AWS Database Migration Service 101

I am definitely not a Database Expert! But, if you are anything like me, your various roles have required you to jump in and out of that world once or twice a year. Enough to get your boots a little muddy. I was recently tasked with standing up an instance of the AWS Database Migration Service at work and I definitely had that brief wave of anxiety hit me.

But……as always, it wasn’t that bad at all once you get into it. The AWS side of things is pretty straight forward and if you come into this with a smidge of DB knowledge I think you’ll find it a rewarding experience. Kind of like an after school special where everybody learned a little bit more about themselves that day.

WTF Is A DMS And Why Should I Care?

AWS Database Migration Service (DMS) is basically Amazon’s moving truck for databases. It picks up your data from one database and delivers it safely to another. This tool can do this on AWS, between AWS services, or even from a different cloud or on-prem system. And here are two other REALLY neat parts…

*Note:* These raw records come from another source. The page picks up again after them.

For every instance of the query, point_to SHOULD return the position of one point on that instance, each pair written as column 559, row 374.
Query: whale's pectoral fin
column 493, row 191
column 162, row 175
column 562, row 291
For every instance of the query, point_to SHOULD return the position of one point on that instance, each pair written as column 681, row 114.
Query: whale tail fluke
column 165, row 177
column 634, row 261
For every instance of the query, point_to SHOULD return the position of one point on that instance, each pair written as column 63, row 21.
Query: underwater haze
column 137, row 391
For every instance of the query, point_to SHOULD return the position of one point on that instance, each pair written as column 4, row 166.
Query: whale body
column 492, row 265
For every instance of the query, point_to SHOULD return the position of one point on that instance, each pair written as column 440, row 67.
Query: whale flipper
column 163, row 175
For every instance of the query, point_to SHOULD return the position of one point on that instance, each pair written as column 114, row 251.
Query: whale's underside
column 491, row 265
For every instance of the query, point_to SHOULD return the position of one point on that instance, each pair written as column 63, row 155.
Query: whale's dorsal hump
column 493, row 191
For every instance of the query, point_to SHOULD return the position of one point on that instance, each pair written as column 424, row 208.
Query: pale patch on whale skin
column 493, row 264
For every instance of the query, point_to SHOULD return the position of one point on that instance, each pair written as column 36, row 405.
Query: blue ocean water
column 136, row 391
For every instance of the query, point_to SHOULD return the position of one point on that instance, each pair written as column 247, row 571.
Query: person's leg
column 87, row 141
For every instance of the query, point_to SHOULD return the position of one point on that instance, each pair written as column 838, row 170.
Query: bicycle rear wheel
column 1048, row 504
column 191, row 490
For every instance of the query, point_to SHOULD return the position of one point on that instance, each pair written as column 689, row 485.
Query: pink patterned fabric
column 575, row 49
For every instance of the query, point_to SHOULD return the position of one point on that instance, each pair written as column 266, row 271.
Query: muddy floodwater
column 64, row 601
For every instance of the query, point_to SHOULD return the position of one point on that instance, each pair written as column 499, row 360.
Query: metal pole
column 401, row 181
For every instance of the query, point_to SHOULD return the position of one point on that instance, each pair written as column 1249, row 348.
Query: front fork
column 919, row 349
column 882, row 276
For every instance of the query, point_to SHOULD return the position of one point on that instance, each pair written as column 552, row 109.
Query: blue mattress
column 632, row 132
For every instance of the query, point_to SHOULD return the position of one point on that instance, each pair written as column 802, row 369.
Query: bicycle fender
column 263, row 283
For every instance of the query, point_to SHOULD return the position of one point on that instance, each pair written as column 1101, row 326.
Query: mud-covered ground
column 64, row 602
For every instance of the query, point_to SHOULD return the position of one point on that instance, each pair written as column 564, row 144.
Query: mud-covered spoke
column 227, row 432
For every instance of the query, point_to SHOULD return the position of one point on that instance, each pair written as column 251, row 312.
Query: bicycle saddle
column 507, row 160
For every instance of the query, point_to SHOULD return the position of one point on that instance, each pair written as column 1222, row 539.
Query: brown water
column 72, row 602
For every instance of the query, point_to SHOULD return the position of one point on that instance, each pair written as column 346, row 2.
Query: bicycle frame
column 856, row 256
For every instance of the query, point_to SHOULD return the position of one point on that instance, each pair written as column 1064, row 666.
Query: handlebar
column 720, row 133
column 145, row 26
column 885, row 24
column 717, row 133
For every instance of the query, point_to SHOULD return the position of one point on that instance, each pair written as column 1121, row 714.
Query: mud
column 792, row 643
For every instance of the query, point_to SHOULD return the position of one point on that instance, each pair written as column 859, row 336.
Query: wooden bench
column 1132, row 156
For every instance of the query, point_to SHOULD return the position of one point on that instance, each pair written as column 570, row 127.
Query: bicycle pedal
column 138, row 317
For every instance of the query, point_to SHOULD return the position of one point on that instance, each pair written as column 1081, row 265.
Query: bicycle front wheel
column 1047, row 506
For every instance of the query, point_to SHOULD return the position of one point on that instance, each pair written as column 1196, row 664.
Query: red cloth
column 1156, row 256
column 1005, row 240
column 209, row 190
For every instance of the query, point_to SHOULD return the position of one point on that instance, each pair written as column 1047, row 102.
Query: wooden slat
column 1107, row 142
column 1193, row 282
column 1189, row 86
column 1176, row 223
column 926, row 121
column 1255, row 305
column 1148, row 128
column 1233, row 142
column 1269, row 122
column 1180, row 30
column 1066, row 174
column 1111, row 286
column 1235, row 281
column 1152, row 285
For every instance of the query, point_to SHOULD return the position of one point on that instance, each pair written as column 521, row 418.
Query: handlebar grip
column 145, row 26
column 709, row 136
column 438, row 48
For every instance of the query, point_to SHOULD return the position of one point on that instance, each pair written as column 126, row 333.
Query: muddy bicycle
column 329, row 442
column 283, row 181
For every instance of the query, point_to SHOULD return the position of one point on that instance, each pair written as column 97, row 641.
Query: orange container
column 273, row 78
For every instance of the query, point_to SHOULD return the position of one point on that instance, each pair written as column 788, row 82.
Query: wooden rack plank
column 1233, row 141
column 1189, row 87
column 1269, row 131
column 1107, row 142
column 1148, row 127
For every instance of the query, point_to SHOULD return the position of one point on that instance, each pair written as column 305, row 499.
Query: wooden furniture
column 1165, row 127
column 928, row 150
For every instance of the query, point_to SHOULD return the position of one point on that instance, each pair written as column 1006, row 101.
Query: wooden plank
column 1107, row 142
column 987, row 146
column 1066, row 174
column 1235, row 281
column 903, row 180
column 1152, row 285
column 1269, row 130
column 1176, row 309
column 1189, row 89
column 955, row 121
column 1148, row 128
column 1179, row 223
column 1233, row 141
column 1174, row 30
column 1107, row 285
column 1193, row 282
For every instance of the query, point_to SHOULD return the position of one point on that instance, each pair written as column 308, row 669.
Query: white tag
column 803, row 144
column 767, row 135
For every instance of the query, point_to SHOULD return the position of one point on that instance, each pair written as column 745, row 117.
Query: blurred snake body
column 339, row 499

  1. It can migrate between different database engines! Think Oracle -> PostgreSQL or SQL Server -> Amazon Aurora.
  2. It also keeps the source database running while the move happens! It’s often used for cloud migrations, upgrades, or consolidating multiple databases into one.

Standard Vs. Serverless

Feature DMS Standard DMS Serverless
Compute Dedicated Replication Instance AWS Managed Compute
Scaling Fixed Capacity / You Adjust Elastic Scaling Based On Demand
Management You Manage Networking, Instance Sizing, Patching Managed By AWS
Pricing Billed Per Hour For The Instance Billed By Capacity Units Used During Replication
Use Cases You Want Tight Control You Want Simplicity
Supported Endpoints All DMS Supported Engines & Endpoints *Not Yet 100% But Growing
Maturity An Old Wise Man A Cool Older Cousin

The Basics

Below is an overview of the configuration we are talking about today. As you can see, it’s honestly pretty simple at a high level. The Replication Instance sits in the middle and does the work of pulling the data out of SQL Server, massaging it as needed, and then putting it into the endpoint. In our case we are putting this information into an S3 Bucket to act as a data lake.

AWS Backup Plan

Let’s Dive Deepers

Now let’s zoom in a bit and break apart some of the individual pieces!

Replication Instance

Since we are using DMS Standard we are going to need a dedicated Replication Instance to do all of the grunt work. Configuration of this instance is pretty simple as you can see in the diagram below. The Instance Class value is required and is how we are manually defining the EC2 instance size we want to use for our specific Replication Tasks.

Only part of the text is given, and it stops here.